Furthermore, the types of unwanted behavior that need to be considered can vary widely, in ways that can’t be entirely accounted for in the reports’ monitoring-centric approach. Recent work by a group at University of Michigan showed that it is possible to make small visual modifications to stop signs to make common computer vision techniques mistake them for another sort of sign. Beyond active interference, other researchers have determined that for some learning tasks, it is possible to infer membership in training data given sufficient access. Neither of these concerns would be detected or mitigated through monitoring. They would need to be integrated into the design of the model and tested for prior to release. While live monitoring is a necessary component for mitigating risks, it can’t replace an understanding of the task setting and having an understanding of what, mathematically at least, the model is doing.

Having a clear view of the design objectives prior to implementation is important in most engineering disciplines, but when it comes to fairness, it is even more important. The vast disparity between men and women who graduate with undergraduate degrees in computer science is notable because of the belief that aptitude in computer science is uniformly distributed across genders. Recent work by Moritz Hardt has suggested that for ML models to be meaningfully fair, it is necessary to explicitly commit to a set of assumptions about how the world works. Beyond specific approaches, making clear, specific assumptions about the world is an integral part of building reliable software. Committing to key assumptions ahead of time will help avoid situations where the implementation team’s view of the world is developed around the model rather than vice-versa.

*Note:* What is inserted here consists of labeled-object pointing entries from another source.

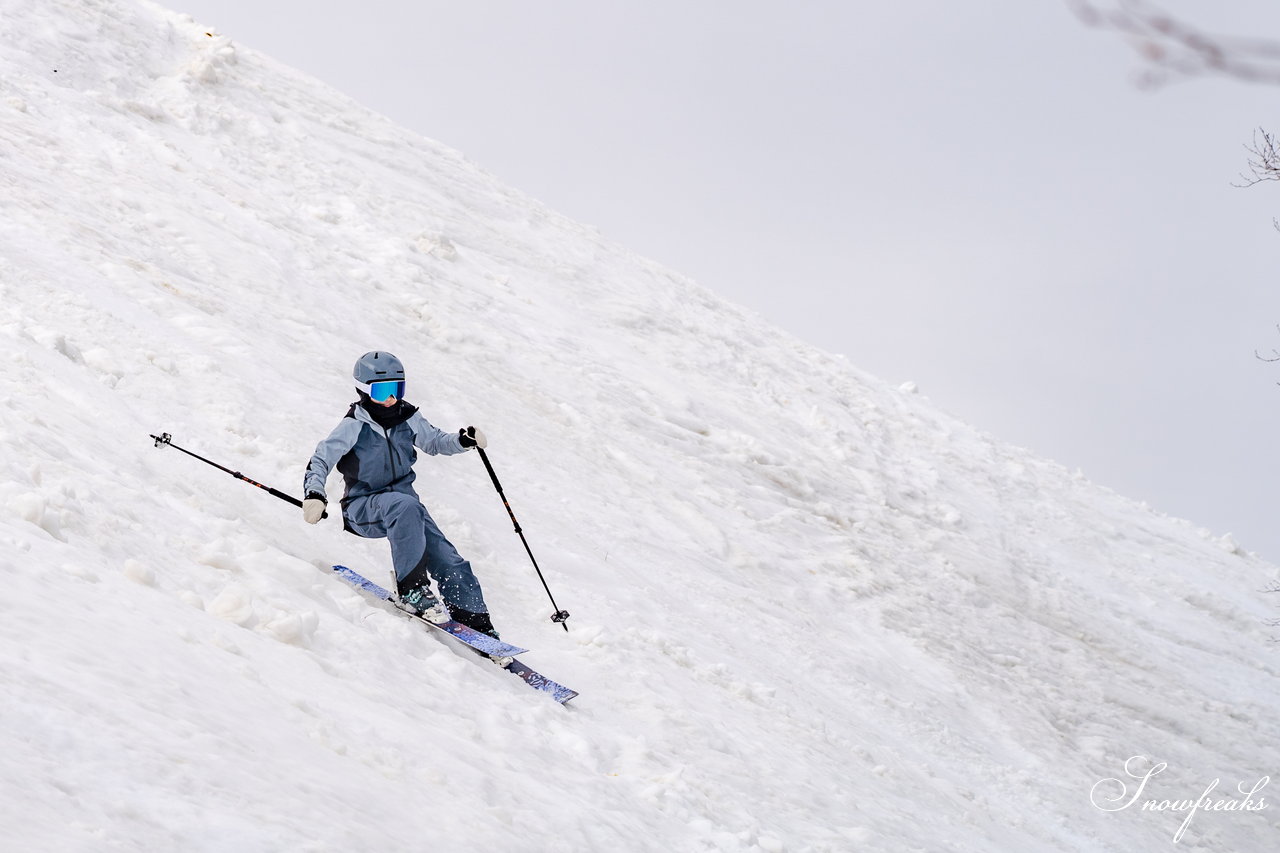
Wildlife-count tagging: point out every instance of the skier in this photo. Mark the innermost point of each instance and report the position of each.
(373, 447)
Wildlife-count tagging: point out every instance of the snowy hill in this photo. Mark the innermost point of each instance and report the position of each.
(810, 611)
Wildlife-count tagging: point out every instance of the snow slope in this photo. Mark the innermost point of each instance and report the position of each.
(810, 611)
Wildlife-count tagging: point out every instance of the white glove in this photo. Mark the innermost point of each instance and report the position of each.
(472, 437)
(312, 507)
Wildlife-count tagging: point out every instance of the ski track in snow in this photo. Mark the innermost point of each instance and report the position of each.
(810, 611)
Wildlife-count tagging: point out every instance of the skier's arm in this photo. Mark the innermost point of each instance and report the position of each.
(432, 439)
(328, 452)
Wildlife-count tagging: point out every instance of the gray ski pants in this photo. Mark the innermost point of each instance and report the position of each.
(417, 547)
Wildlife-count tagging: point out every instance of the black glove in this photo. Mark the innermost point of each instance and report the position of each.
(472, 437)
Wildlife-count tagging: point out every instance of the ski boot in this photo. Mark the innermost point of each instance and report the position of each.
(421, 602)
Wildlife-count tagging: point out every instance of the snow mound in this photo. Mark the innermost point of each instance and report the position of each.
(810, 611)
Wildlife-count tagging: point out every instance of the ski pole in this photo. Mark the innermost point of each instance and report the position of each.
(561, 615)
(164, 439)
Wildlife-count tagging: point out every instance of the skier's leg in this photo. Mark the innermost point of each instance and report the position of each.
(457, 582)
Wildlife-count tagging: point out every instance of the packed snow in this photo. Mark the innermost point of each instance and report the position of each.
(809, 610)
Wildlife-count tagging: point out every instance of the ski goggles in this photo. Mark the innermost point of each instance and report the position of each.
(384, 391)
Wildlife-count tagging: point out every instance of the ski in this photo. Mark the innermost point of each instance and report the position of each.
(483, 644)
(475, 639)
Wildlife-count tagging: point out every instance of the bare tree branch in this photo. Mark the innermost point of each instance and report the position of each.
(1275, 356)
(1174, 49)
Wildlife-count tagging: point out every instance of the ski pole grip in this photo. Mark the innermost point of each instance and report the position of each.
(484, 457)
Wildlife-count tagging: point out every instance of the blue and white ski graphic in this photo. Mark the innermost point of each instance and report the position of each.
(478, 642)
(469, 635)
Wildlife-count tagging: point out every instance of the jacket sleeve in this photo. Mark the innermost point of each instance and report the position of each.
(328, 452)
(432, 439)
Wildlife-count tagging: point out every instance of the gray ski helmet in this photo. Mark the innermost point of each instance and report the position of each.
(378, 366)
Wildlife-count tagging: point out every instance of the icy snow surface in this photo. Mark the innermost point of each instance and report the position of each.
(810, 611)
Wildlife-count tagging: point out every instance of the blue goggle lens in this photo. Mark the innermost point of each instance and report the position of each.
(380, 391)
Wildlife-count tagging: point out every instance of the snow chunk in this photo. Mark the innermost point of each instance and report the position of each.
(138, 573)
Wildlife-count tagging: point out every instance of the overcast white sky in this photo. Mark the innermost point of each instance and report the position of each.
(968, 195)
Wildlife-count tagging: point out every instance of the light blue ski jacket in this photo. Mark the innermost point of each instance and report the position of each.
(373, 459)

There is however a countervailing need to understand and adapt to the ways in which a model is actually produced, used, and understood. Ananny and Crawford have suggested that when trying to understand a system (computational, social, governmental, or organizational) it’s more important to look across the system than into it. That is to say, it is more important to understand the relationship between human and non-human actors in the assemblage than it is to understand the specific functioning of any particular component. The report’s scheme accounts for this insofar as they ask that the review team periodically review key assumptions. However, the range of techniques they propose for understanding the model could be expanded. As it currently stands, they limit their suggestions to quantitative methods exclusively centered around the model. Seeing across the model requires looking qualitatively and quantitatively at both the model and the broader context in which it is embedded. Expanding the suite of tools and scope of review beyond just the model would permit a greater amount of transparency into the model.

The FPF template seems appropriate for most, but not all, ML projects. When considering whether to form a process modeled after this template, practitioners should carefully consider the scope and setting of their ML operations and whether they share this template’s main concerns. A good starting place for parties considering implementing model governance would be to identify where their concerns and use cases correspond with the template’s and where they differ, and develop a plan for how they will handle the different concerns. Implementers of model governance should also consider the broader context of the models’ production and use – focusing exclusively on what the model’s doing ignores key aspects of how models may be used and interpreted.